2. PURCHASE PRICE ALLOCATION
The purchase price for the SPVs consisted of €2.4 million ($2.7 million) of cash paid to Pronto Verde A.G. (the “Seller”), an additional purchase price adjustment that will be paid to the seller in the amount of €0.2 million ($0.3 million) and additional transaction cost of €0.1 million ($0.1 million). The purchase of shares was accounted for using the equity method of accounting. Under this method, the Company’s equity investment is reflected as an investment in non-consolidated subsidiaries on our Condensed Balance Sheets and the net earnings or losses of the investments is reflected as equity in net earnings of non-consolidated subsidiaries on the Company’s Consolidated Statements of Operations.
3. LONG-TERM DEBT
The Acquisition was partially financed by a loan of €1.4 million ($1.6 million) pursuant to the Long Term Mezzanine Loan Agreement, dated August 30, 2017 (the “Loan Agreement”), by and among the Company, its wholly-owned subsidiary, BlueSphere Italy, S.r.l., and Helios 3 Italy Bio-Gas 2 L.P., an affiliate of Helios Energy Investments (“Helios”). These amount under the Loan Agreement was fully absorbed in the purchase price of the SPVs.
4. PRO FORMA ADJUSTMENTS
The adjustments included in the unaudited pro forma condensed consolidated financial statements are described below.
Adjustments to the Unaudited Pro Forma Condensed Consolidated Balance Sheet
[A] – The adjustment of $1,480 thousand to Cash and Cash equivalents consists of Blue Sphere Corporation’s cash and cash equivalents which derived from the proceeds from the sale of shares of its common stock as explained above.
[B] – The adjustment to Investments in non-consolidated subsidiaries of $3,085 thousands consists of the following items:
1. The initial purchase price in the amount of €2,358 thousands ($2,688 thousands).

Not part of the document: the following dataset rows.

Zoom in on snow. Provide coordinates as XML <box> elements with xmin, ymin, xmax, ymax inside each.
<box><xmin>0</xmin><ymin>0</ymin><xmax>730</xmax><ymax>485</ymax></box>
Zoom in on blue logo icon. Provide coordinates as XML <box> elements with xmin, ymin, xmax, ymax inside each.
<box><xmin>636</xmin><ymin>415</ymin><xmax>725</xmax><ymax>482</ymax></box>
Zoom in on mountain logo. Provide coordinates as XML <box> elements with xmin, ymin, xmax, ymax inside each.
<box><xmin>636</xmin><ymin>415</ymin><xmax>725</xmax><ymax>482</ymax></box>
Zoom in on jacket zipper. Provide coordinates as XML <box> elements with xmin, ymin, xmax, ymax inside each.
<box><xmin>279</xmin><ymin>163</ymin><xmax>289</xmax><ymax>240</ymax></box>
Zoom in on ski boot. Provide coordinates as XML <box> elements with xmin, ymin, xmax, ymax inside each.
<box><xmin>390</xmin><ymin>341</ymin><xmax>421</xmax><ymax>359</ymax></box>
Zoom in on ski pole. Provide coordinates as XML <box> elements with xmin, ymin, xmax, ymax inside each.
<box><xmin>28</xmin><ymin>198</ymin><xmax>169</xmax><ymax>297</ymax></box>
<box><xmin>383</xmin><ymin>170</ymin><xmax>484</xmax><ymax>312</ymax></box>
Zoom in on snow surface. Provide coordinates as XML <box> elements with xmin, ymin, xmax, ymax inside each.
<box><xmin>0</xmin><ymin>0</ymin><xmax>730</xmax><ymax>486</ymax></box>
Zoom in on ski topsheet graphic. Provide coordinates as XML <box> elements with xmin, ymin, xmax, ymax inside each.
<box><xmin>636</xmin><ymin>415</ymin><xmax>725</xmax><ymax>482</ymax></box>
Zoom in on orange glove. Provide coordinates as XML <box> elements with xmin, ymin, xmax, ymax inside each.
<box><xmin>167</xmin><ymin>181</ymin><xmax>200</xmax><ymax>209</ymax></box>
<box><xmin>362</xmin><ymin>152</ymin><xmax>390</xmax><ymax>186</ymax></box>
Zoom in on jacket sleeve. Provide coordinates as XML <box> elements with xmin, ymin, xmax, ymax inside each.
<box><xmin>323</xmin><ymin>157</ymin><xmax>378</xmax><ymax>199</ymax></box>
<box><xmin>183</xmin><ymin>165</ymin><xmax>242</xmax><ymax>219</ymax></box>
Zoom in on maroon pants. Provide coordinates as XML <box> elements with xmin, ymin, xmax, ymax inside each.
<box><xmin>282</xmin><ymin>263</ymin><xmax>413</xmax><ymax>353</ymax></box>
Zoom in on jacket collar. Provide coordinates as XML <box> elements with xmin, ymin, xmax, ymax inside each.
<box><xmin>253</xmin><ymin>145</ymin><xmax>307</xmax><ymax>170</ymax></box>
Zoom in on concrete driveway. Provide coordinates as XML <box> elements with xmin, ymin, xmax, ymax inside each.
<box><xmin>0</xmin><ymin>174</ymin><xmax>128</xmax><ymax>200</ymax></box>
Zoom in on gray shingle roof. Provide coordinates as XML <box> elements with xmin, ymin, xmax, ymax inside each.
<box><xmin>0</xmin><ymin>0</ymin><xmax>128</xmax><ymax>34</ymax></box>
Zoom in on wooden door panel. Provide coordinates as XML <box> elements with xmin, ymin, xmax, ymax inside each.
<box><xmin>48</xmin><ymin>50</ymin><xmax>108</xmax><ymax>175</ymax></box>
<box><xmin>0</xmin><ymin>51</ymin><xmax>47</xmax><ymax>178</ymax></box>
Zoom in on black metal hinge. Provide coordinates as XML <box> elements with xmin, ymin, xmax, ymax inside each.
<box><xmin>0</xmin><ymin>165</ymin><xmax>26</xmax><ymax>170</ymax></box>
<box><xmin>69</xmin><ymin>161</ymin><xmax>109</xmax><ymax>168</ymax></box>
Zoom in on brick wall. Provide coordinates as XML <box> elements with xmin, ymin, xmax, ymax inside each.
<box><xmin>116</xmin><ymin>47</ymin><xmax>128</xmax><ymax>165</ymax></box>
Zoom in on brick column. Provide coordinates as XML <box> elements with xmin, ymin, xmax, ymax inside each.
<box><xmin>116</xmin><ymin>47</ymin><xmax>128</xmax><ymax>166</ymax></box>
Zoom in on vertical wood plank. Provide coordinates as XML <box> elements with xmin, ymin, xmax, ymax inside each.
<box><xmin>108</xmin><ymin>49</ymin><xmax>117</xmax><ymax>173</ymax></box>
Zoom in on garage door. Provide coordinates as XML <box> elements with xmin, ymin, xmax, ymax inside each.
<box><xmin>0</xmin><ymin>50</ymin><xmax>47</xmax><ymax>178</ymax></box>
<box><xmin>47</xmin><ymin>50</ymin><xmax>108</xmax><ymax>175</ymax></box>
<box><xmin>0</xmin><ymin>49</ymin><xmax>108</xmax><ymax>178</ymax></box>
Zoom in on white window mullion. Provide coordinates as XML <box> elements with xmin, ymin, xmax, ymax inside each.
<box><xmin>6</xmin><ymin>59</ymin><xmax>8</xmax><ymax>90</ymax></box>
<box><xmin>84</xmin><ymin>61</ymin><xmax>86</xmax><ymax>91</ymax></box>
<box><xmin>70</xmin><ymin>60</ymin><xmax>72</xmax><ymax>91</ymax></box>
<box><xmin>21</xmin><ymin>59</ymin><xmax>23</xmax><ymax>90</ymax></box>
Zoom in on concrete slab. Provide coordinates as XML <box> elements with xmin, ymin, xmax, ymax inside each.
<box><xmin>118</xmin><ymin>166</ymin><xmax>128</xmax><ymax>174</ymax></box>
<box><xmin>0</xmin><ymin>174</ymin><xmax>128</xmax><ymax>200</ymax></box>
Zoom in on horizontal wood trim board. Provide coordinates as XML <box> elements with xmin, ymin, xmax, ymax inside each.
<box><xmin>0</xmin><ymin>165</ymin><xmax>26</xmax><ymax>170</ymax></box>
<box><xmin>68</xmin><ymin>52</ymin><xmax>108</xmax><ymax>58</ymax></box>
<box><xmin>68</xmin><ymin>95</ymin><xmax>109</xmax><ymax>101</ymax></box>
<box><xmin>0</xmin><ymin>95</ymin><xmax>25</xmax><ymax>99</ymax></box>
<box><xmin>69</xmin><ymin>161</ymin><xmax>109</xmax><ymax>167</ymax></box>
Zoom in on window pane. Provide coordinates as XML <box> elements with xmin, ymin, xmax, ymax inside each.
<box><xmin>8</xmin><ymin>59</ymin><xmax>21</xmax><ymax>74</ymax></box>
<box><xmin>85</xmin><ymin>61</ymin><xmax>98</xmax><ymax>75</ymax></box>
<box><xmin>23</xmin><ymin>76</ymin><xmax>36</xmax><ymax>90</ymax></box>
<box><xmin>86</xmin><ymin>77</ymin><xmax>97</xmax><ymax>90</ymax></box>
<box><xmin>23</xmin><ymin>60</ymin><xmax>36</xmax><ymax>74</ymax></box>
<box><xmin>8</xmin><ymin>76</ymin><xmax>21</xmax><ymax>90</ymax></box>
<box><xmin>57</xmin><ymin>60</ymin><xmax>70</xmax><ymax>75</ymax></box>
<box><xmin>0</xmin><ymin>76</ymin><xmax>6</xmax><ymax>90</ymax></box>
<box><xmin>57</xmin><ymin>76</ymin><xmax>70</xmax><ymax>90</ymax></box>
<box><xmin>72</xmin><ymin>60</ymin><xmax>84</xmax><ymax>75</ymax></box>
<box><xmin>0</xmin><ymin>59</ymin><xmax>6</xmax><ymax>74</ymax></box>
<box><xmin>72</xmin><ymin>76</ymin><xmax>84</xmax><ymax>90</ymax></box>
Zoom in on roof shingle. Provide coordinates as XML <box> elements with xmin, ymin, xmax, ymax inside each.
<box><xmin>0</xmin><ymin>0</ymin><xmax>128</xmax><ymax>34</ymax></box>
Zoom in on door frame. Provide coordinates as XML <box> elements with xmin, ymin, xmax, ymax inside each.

2. A purchase price adjustment in the amount of €228 thousands ($260 thousands).
3. Transaction cost in the amount of €120 thousands ($137 thousands).
[C] – The adjustment to current maturities of Debentures and long-term bank loans and long-term loans and liabilities of $1,605 thousands consists of the following items:
1. Current maturities pursuant to the Mezzanine Loan Agreement with Helios of €300 thousands ($342 thousands).
2. Long term portion pursuant to the Mezzanine Loan Agreement with Helios of €1,108 thousands ($1,263 thousands).
Adjustments to the Unaudited Pro Forma Condensed Consolidated Statement of Operations
[D] – The adjustment of $ (441) thousand represents the Company’s share in the net loss of the Udine SPV for the fiscal period ended at June 30, 2017 and is reflected as an equity in net losses of non-consolidated subsidiaries on the Company’s’ Consolidated Statements of Operations.